“Word Sense Disambiguation: The Case for Combinations of Knowledge Sources” by Mark Stevenson describes the author’s six year research project into
Word Sense Disambiguation that started with his PhD in 1995. The book includes a summary literature review of previous attempts at Word Sense Disambiguation before building a framework that combines multiple models and filters to produce results of 90-95% accuracy.
This book outlines the author’s research project into Word Sense Disambiguation. It starts with chapters that explain why this is a problem, and a historical literature survey that describes the various approaches. This in itself is very useful, and provides much more background than the more popular NLTK books or individual research papers. These background chapters finish with a discussion of meaning, lexicons, synonyms, and the use of electronic dictionaries.
The rest of the book is devoted to the proposed framework. This is based around a series of
“Disambiguation Modules” which come in three main types:
- Filters. These provide a strong indication of which senses are not appropriate for a particular context.
For example, a filter could use part of speech tags to remove meanings which are not appropriate for the word’s tag.
- Partial Taggers. These have some disambiguation ability, but they are not accurate enough to be relied upon.
- Feature Extractors. These modules are more auxiliary, and extract features that can be used to define the word’s context.
For example, an extractor could determine the text’s topic.
A Word Sense Disambiguation implementation would typically use multiple examples of these modules which use different data sources and/or approaches. Stevenson readily admits that he is not the first person to think of combining multiple algorithms to produce a better, aggregate result. Even the various NLTK “back-off” algorithms implement a simple form of this.
Rather than a simple back-off implementation or a weighted sum, Stevenson combines the various results using a TiMBL learning system. TiMBL (“Tilburg Memory-Based Learner”) is an open source memory based learning system. This implements a number of algorithms, but is typically used for tree-based k-nearest neighbor classification. Further details can be found at https://languagemachines.github.io/timbl/ (the URL in the book’s bibliography is out of date).

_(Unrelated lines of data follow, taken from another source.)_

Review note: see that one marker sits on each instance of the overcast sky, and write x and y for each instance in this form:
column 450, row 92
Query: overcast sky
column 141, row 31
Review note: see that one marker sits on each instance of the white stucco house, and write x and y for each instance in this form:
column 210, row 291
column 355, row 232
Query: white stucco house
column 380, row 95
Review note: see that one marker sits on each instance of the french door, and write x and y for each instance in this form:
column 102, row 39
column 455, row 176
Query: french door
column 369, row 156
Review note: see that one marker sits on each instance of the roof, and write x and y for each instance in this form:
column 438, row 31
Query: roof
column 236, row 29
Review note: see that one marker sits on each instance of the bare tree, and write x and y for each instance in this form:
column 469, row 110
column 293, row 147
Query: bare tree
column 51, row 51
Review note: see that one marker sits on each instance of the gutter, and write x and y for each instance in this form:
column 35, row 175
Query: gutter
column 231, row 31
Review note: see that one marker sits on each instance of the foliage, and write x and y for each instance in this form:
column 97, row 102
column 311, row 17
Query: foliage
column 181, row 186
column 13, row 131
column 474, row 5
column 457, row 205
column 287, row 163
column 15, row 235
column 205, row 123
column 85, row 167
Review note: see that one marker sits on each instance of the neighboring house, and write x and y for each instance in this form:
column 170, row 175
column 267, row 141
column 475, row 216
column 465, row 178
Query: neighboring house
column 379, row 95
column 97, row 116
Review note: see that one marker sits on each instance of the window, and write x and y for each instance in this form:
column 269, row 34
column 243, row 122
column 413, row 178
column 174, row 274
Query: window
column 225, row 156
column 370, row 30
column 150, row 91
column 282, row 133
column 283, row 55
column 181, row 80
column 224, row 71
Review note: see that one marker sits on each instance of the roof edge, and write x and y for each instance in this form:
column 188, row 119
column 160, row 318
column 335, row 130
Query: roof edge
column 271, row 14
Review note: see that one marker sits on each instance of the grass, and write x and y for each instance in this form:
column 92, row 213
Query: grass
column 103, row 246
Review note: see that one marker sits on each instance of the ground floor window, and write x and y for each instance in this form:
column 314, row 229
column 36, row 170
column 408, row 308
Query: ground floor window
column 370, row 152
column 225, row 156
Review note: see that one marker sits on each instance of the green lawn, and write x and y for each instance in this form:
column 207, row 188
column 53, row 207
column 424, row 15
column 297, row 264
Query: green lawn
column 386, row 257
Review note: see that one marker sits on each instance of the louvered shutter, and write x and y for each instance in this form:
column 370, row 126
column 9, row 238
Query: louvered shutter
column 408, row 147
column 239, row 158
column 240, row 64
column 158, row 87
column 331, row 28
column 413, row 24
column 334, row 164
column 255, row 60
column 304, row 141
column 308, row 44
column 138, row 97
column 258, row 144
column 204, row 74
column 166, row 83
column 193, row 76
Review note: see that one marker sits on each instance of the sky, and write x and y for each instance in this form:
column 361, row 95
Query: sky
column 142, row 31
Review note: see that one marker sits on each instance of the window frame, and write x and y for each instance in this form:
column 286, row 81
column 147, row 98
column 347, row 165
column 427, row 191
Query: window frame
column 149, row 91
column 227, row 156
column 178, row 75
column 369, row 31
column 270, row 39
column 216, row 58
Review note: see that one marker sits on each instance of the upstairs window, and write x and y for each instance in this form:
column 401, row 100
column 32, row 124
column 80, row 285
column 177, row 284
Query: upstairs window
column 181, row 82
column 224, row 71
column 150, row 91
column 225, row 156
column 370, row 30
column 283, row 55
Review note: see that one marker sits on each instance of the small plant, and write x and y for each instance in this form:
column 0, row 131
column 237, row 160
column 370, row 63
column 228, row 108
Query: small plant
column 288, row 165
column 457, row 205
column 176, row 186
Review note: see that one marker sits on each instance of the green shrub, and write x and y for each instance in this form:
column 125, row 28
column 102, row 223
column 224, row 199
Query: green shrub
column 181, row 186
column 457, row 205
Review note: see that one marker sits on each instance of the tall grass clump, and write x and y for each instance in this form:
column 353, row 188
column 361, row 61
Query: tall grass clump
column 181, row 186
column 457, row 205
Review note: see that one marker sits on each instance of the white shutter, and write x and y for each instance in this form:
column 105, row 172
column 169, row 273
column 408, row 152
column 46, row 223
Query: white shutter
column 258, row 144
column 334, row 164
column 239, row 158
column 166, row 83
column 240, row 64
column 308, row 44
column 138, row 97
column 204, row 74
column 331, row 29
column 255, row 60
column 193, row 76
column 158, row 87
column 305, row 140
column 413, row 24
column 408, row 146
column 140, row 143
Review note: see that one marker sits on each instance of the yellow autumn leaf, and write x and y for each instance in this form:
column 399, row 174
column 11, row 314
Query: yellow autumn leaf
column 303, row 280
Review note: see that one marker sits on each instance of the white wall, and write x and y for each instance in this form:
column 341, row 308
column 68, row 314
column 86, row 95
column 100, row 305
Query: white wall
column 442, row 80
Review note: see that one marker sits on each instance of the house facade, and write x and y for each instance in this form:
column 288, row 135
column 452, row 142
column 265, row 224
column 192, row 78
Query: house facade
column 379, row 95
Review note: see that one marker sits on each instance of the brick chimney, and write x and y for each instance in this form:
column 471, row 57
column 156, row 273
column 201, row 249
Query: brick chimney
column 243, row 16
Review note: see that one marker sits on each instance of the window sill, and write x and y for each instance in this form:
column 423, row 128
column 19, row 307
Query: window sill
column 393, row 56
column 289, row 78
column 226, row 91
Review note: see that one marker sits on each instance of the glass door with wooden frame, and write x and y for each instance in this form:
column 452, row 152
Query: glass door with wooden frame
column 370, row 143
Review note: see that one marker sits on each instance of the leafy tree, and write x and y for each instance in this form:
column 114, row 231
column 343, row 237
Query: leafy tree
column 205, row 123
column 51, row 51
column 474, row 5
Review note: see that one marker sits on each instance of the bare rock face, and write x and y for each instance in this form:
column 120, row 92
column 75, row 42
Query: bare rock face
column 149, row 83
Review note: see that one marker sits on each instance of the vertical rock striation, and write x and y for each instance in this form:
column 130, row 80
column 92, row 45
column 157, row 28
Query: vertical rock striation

After presenting the framework, Stevenson gives a number of examples and further implementation details for what should be a full system. He then finishes with a discussion of sense tagged corpora (finding and creating them), and an evaluation of the framework through a couple of experiments.
Overall the book is academic in tone when compared to the previous books that I have reviewed. This is echoed by the use of TeX and Computer Modern to typeset the book, plus the widespread use of technical acronyms. However, considering the academic nature of the book, I found it much more readable than other academic texts in the NLP and machine learning fields.
Michael Swaine described this book as a major step forward when it was published in 2003, and it does feel like it represented the state of the art. Modern practitioners should still find it a useful addition to their bookshelf.